Additionally, the message I am getting from what has been written is that the strategy for bringing this online needs to be done properly or not at all. It will require a conscientious effort to minimize the impact to ongoing activities and steps should be taken to make damn sure it is not the cause of any bugs. I have some thoughts, but collecting ideas from all around is good (and thanks for all that has already been written, it is quite helpful for thinking this through). I am content leaving this PR to sit until a larger collection of automation scripts are complete and we have a strategy that the maintainers are on board with.
This PR provides an example script for very basic style checks which are expressed as simple regular expressions:
STYLE_RULES = [
{'title': 'No tabstops',
'applies': ['*.c', '*.cpp', '*.h', '*.py', '*.sh'],
'regex': '\t',
'fix': ' '},
{'title': 'No trailing whitespace on a line',
'applies': ['*.c', '*.cpp', '*.h', '*.py', '*.sh'],
'regex': ' \n',
'fix': '\n'},
{'title': 'No more than three consecutive newlines',
'applies': ['*.c', '*.cpp', '*.h', '*.py', '*.sh'],
'regex': '\n\n\n\n',
'fix': '\n\n\n'},
{'title': 'Do not end a line with a semicolon',
'applies': ['*.py'],
'regex': ';\n',
'fix': '\n'},
{'title': 'Do not end a line with two semicolons',
'applies': ['*.c', '*.cpp', '*.h'],
'regex': ';;\n',
'fix': ';\n'},
]
The script provides a report subcommand that gives an overview of the state of the repository. It also provides a check command, which like in #9459, provides a shell status code (to make it easy to hook to TravisCI) and also gives pointers to what needs to be done to resolve the issue. Finally it provides a fix command which just does a search-and-replace according to the 'fix' string in the above STYLE_RULES dictionary.

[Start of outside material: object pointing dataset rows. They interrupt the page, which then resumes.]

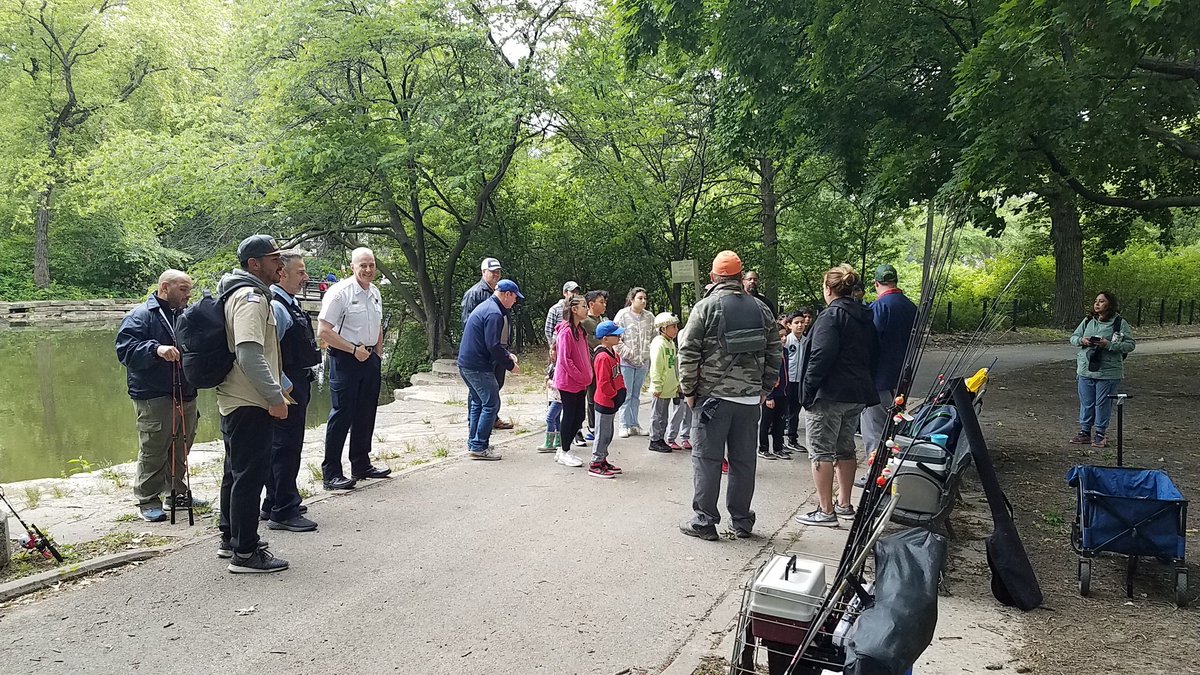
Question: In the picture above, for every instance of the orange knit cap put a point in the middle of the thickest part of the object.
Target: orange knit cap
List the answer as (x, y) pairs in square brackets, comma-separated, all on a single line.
[(726, 263)]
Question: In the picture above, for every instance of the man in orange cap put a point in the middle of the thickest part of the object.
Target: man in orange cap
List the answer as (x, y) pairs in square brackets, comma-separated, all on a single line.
[(729, 362)]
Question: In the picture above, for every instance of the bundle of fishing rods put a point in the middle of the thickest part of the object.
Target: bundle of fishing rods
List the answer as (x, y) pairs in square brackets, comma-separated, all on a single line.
[(875, 507)]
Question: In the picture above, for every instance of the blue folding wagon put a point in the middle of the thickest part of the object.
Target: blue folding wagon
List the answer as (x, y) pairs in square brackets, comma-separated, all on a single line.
[(1133, 512)]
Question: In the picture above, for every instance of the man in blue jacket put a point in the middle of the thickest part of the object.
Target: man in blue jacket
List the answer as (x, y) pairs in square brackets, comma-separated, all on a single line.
[(163, 399), (894, 315), (483, 353)]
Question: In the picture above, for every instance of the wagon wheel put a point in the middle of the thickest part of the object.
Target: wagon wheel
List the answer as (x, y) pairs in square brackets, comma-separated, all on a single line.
[(1181, 586)]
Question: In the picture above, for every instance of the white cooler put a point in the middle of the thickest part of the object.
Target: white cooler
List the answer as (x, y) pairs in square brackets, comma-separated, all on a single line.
[(785, 597)]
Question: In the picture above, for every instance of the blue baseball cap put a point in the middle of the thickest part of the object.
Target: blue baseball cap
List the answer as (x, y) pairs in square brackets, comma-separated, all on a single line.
[(607, 328), (509, 286)]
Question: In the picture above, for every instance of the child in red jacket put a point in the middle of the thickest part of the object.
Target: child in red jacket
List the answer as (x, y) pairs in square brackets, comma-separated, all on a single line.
[(609, 398)]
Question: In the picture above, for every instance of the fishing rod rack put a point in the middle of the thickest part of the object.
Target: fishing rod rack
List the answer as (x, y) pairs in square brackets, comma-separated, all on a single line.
[(762, 638)]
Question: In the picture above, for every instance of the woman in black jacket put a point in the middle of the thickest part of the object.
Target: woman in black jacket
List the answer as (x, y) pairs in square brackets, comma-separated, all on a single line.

The master branch has 141 files that fail this set of rules (19 + 93 + 16 + 13 + 0). However, I did not include the fixup in this PR due to the aforementioned reasons. The script can do the edit by invoking contrib/devtools/basic_style.py fix ..
clang-format, pep8, pylint, coverity, clang static analyzer, etc. are what I would define as 'non-basic' style checks that can be similarly automated (and might actually make this one redundant). Also, the copyright_header.py script in #9452/#9459 could be part of the end result too.